He sucked in a breath. “You
would harm our children?”
Again, she laughed, only this time without the lightning. “See? This is what you do. Why would you think I would harm my own children? The children you kept from me? The children that I gave birth to and love? Oh no, my dear Eli, it is you I will harm. I will turn them against you, make them see that the foolish love they think they have for you is nothing but a lie.”
“I do love them, as I love you. With all my heart.”
“You can keep saying that until your dying breath, and I will never believe you. Now where are my sons? I demand to see them!”
“They’re not here.”
“Summon them,” she demanded, waving a perfectly manicured hand through the air.
“I will not.” I was surprised he’d defied her.
“Very well. I will start with Lucifer. She will be the most challenging, after all.”

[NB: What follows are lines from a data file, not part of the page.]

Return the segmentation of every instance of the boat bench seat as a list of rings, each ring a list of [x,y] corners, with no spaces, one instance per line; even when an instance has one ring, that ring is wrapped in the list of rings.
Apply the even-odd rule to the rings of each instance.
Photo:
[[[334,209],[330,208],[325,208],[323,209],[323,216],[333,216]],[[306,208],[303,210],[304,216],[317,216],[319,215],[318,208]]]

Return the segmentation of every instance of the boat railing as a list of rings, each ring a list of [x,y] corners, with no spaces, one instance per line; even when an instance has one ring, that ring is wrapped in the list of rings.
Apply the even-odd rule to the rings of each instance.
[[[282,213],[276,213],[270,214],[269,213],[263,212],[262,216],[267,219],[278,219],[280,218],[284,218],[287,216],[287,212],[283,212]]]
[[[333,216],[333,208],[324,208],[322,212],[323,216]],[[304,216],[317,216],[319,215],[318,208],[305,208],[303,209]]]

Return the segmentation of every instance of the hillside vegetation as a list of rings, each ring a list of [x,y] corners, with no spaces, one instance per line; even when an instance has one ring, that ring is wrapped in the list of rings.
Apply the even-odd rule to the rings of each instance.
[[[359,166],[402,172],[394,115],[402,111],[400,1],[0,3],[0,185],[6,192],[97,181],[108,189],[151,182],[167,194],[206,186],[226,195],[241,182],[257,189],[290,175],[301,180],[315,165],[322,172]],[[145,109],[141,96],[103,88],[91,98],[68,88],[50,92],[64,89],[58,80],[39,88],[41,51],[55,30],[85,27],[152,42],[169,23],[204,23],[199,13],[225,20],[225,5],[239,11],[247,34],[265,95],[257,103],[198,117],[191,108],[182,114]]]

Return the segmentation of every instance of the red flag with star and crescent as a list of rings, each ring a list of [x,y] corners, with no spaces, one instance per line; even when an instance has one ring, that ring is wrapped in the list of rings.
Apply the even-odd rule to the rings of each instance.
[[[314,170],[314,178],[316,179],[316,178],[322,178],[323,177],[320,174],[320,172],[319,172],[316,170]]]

“What do you mean?” I demanded.
“You have always been your father’s daughter. Gabriel and Michael were mommy’s boys, but you? You were daddy’s girl. But you need to see him for the flawed man he is, Lucifer.”

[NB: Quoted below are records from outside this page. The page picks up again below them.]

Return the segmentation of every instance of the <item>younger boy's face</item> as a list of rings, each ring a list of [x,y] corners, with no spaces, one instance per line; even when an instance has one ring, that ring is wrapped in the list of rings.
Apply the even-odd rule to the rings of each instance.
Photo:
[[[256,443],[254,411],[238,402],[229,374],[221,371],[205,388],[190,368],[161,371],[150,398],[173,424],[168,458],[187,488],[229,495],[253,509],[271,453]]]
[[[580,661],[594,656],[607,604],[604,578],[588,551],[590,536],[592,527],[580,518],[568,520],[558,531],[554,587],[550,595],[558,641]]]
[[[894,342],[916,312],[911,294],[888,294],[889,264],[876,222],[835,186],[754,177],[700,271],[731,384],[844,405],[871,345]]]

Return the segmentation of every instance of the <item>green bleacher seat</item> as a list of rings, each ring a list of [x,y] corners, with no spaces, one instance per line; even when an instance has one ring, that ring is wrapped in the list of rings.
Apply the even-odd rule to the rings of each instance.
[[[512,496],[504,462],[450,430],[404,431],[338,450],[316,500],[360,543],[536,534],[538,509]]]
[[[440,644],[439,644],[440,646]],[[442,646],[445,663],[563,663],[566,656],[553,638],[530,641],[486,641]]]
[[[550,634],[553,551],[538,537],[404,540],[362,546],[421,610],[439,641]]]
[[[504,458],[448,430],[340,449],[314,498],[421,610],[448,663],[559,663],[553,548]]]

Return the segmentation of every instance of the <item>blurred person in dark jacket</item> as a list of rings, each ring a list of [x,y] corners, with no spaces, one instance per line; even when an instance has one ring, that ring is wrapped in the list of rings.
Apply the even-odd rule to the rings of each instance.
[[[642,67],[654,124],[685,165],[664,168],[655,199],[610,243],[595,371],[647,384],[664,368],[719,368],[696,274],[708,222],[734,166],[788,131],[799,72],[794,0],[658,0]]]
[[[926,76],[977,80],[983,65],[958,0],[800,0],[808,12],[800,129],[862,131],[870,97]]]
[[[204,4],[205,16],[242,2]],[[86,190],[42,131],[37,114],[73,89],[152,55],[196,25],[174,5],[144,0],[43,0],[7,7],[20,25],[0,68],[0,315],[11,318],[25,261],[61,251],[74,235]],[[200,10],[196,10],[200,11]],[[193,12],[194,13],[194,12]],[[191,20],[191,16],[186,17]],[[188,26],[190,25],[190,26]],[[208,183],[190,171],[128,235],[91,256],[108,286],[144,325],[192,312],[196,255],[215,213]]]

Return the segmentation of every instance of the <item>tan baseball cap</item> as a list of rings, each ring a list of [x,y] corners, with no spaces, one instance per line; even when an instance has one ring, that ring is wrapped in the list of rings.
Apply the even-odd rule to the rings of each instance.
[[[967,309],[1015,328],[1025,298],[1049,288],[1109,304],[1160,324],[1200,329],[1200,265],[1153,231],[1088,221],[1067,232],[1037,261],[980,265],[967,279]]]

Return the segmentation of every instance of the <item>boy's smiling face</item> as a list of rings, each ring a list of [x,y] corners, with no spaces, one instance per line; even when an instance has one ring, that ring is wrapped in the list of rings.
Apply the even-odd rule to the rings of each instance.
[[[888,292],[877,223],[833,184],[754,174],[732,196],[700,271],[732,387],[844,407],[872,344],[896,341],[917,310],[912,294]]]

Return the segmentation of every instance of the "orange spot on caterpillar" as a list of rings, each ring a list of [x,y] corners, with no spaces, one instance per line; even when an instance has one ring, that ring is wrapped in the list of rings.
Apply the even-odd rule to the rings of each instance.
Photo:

“We all have flaws. No one is perfect,” I replied. I really didn’t want to get dragged into this, but if their disagreement was going to put Earth in jeopardy, then I’d do my best to help them resolve their differences. Only right now, Mom wasn’t looking like she wanted to mend fences. She wanted to burn them down.
“You don’t know, do you?” She tapped a finger against her ruby lips, eyes running from the top of my head to the tips of my toes and back again.
“Know what?”
“Has anyone else noticed it?” Ignoring me, she looked at Levi, then Dacian. Dacian shook his head, but Levi lifted one shoulder.
“What?” I whispered to him, but he wouldn’t look at me. He had his eyes trained on my mother and his body was so tense it hurt to look at.
Lilith tipped back her head and laughed, long and loud. “This is too easy!” she chuckled.
“What? What is going on? Someone tell me!” I had that horrible feeling in the pit of my stomach.
“Tell her, Levi,” my mother commanded him.
He shook his head. “No.”
“What? Levi, what is it? What don’t I know? And how do you know?”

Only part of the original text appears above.